TEMMUZ YOĞUN SEMİNER SİLSİLESİYLE GEÇTİ

- TBF Eğitim Kurulu'nun temmuz ayında üst üste yaptığı seminerlerden bahsedebilir misiniz?


- Temmuz ayı çok yoğun seminer silsilesi içerisinde geçti. 5-7 Temmuz'da Sinan Erdem'deki Uluslararası Antrenör Semineri'nde yaklaşık 900 katılımcı vardı. Orada birbirinden önemli isimler ders verdi.

Ardından ilk defa bu yıl uygulamaya koyduğumuz kondisyoner sertifika programını gerçekleştirdik; ki bunun nedeni kondisyonerlik mesleğine hak ettiği değeri vermekti. TBF'nin yakında getireceği kuralla sadece sertifikası olan kondisyonerler sahada görev yapacak. Daha sonra Ankara'da Bölgesel Gelişim Semineri'ne, E ve D kategorisinde 500 kişi, A. B ve C kategorilerinden ise 500 kişi katıldı. Birer gün arayla rekor katılım yaşadık.

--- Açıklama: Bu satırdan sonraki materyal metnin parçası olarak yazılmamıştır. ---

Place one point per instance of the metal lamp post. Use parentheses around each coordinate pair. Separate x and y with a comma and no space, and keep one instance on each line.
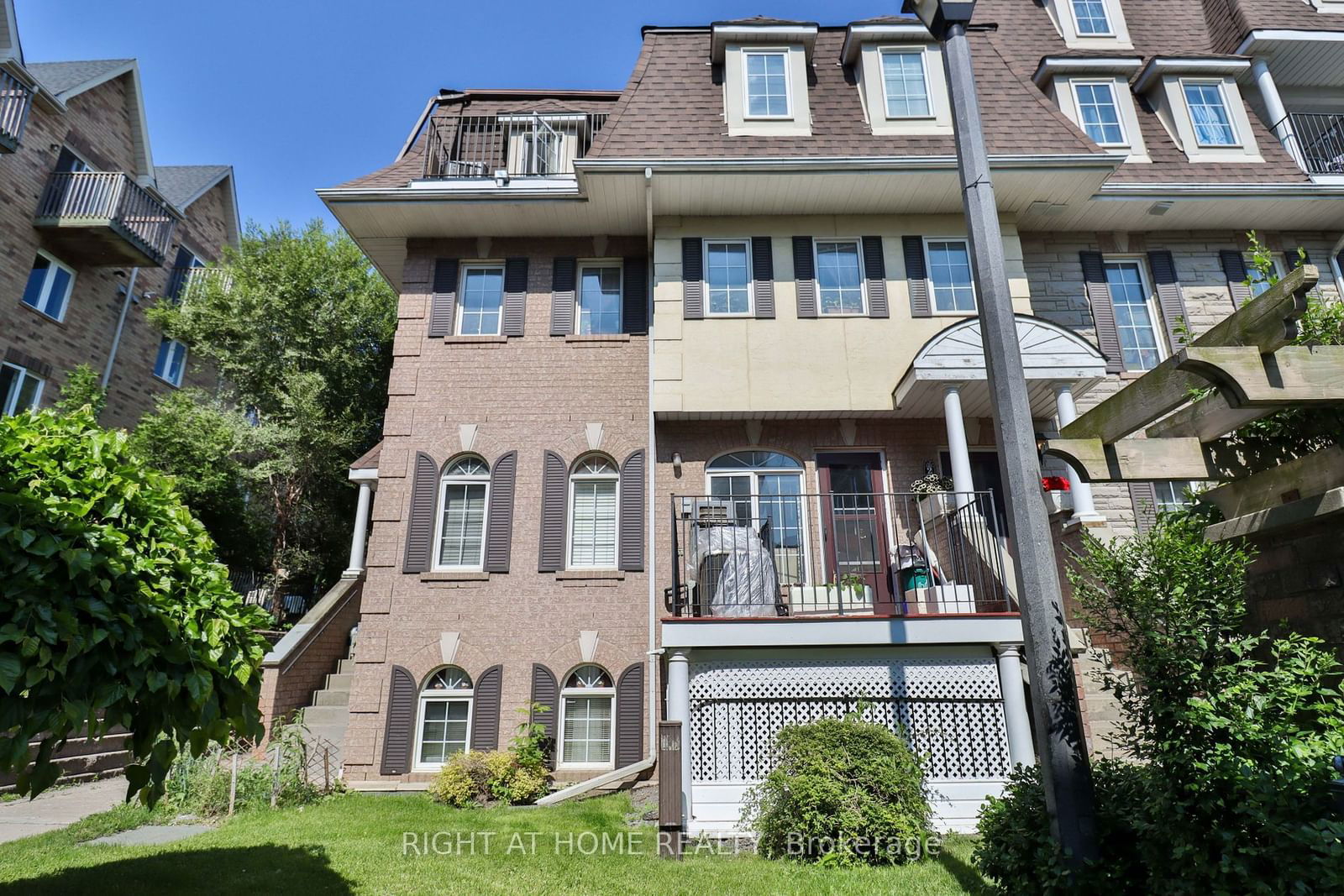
(1059,735)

Bizim bu sene üzerinde önemli durduğumuz bir konu da bireysel gelişim antrenör sertifika programı. Özellikle genç oyuncuların, A takıma aday oyuncuların Türkiye'de rekabete girebilmesi ve kendilerini geliştirmesi için özel ve bireysel çalışmalarına önem veriyoruz. Burada da çok önemli isimler var, birbirinden değerli hocalar; üzerinde durduğumuz ve ilk kez uygulanacak bu projede yer alacak. Federasyon, artık kulüplere; sertifikası olan bireysel gelişim koçlarının istihdam edilmesi şartını koyacak. Dolayısıyla yeni kurs ve seminerlerle Türkiye'deki antrenörlerin daha donanımlı hâle gelmesi, Avrupalı meslektaşlarıyla daha iyi rekabet edebilmesi ve daha iyi eğitim alması için; TBF'nin de
önemli katkılarıyla çaba sarf ediyoruz.

KADINLARDAKİ GEÇİŞ KOLAY DEĞİL

- İspanya'daki Dünya Kupası'nın ardından Sırbistan'daki EuroBasket'te de gruptan çıkamayan Kadın Milli Takımımız'ın başarısızlığındaki ana etmen nedir?


- Kadın basketboluyla ilgili çok fazla yorum yapacak kadar kendimi yetkin görmüyorum... Ama madem sordunuz, milliler ilk iki maçta iyi mücadele etti. Maç sonu kritik hatalarla karşılaşmaları kaybettiler. Oynadıkları maçta sonuna kadar mücadele etmeleri olumlu bir noktaydı. Bir tek Kiah Stokes'u biraz daha iyi kullanabilirlerdi oyun içinde...

Kadın Milli Takımımızda da jenerasyon değişikliği var. Çok başarılı geçmişi olan, 2 kez Olimpiyat oynamış, tecrübeli isimler birbiri ardına takımdan ayrılınca geçiş dönemi kolay olmuyor. Biraz sabretmek, destek olmak için herkesin elini taşın altına koyması gerekir. Bence takımda ümit veren gençler var... Başarısız olundu diye hemen 'tu kaka' edilmemeliler. Gerek federasyona, gerek takıma, gerek oyunculara gerekli desteğin verilmesi gerekir. Sorunları var ama daha iyi olacak potansiyele sahipler.